According to the prize’s original statute, the prize was to be funded by President Obiang’s foundation, but in February 2012 the government of Equatorial Guinea revealed that the money for the prize had actually been drawn from the public treasury, raising concerns that President Obiang was blurring the distinction between private and public funds. Given the uncertainty surrounding the source of the money, UNESCO’s legal office stated that the prize could no longer be implemented, and that doing so would violate UNESCO’s own regulations. The Executive Board approved the renamed prize anyway. The unquestioning and shameful support of the prize by Brazil and other countries demonstrated a lack of regard for the rules and reputation of UNESCO.

It is likely that Brazil’s support for the prize is linked to its increased economic ties to Equatorial Guinea, especially in regards to petroleum. Petrobras has made multiple forays into Equatorial Guinea over the past decade in search of oil, and Brazil began importing Liquified Natural Gas from the region in 2009. As a sign of the two countries’ warming relations, then President Lula da Silva traveled to Equatorial Guinea in July 2010 and signed several bilateral agreements to promote trade and cooperation. He returned one year later to give a speech at the African Union Summit, which Equatorial Guinea hosted. Brazil is also supporting Equatorial Guinea’s bid to join the Comunidade dos Países de Língua Portuguesa (CPLP), despite the fact that very few people speak Portuguese in Equatorial Guinea.

Equatorial Guinea has recently tried to position itself as a leader in south-south relations, and its overtures to Brazil should be viewed as part of that effort. In November 2011, Equatorial Guinea hosted the Council of Ministers meeting of the Africa-South America Cooperation Forum, at which Brazilian Foreign Minister de Aguiar Patriota spoke. President Dilma Rousseff is scheduled to travel to Equatorial Guinea in May for the Heads of State meeting of the Africa-South America Cooperation Forum.

Sadly, the two budding allies share some common problems as well, namely in regards to human rights abuses and poor governance. Torture and poor prison conditions are still reported in both countries. Security forces commit illegal abuses, including arbitrary arrests and extrajudicial killings. Corruption is another major barrier to progress in both petro-states. President Rousseff’s administration has been plagued by corruption scandals, forcing more than a dozen officials—including her cabinet chief—to resign in the first few months of her presidency.

Nevertheless, Brazil could be a positive example to Equatorial Guinea on democracy and human rights. Brazil’s relatively smooth and effective transition from a military dictatorship to a participatory democracy in the 1980s contains lessons for democratic transitions in other southern countries, including Equatorial Guinea.  In recent years, Brazil has supported several important international human rights initiatives. In 2010 and 2011, for instance, Brazil backed United Nations resolutions addressing human rights violations in Iran, Belarus, North Korea, and Sudan.

Furthermore, President Rousseff’s dismissal of ministers accused of corruption signals that Brazil is getting tough on corruption.

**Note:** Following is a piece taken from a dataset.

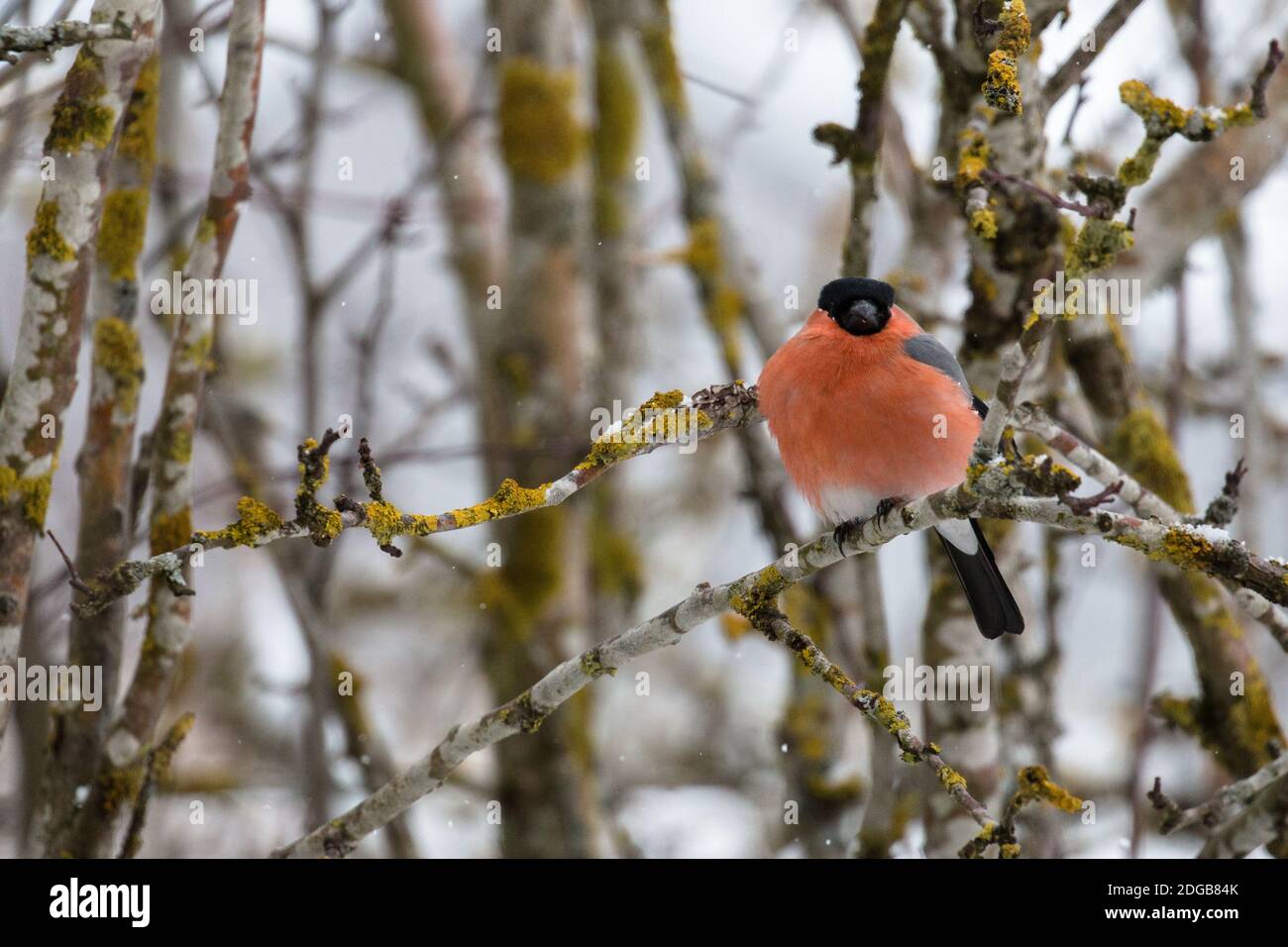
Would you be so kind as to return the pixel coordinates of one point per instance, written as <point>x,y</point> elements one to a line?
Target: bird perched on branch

Brazil has taken a lead role in promoting transparency and government accountability at the international level. In September 2011, Brazil and the United States announced a new joint initiative, the Open Government Partnership, which promotes government transparency, accountability, and effectiveness worldwide.

Government accountability is something that people in Equatorial Guinea and other southern countries dream about. Their current reality consists of a state-owned media, flawed elections, widespread corruption fueled by government secrecy, and impunity by government officials. By justifying its support for President Obiang’s UNESCO prize as south-south solidarity, Brazil harmed its international reputation, weakened the credibility of south-south alliances, and turned its back on the daily struggles of Equatoguineans to hold their government accountable.

If Brazil truly wants to be a good friend of Equatorial Guinea and its people, as well as a good ally to its other southern partners, it should set a consistent example and take a stand against corruption and human rights abuses, wherever they occur.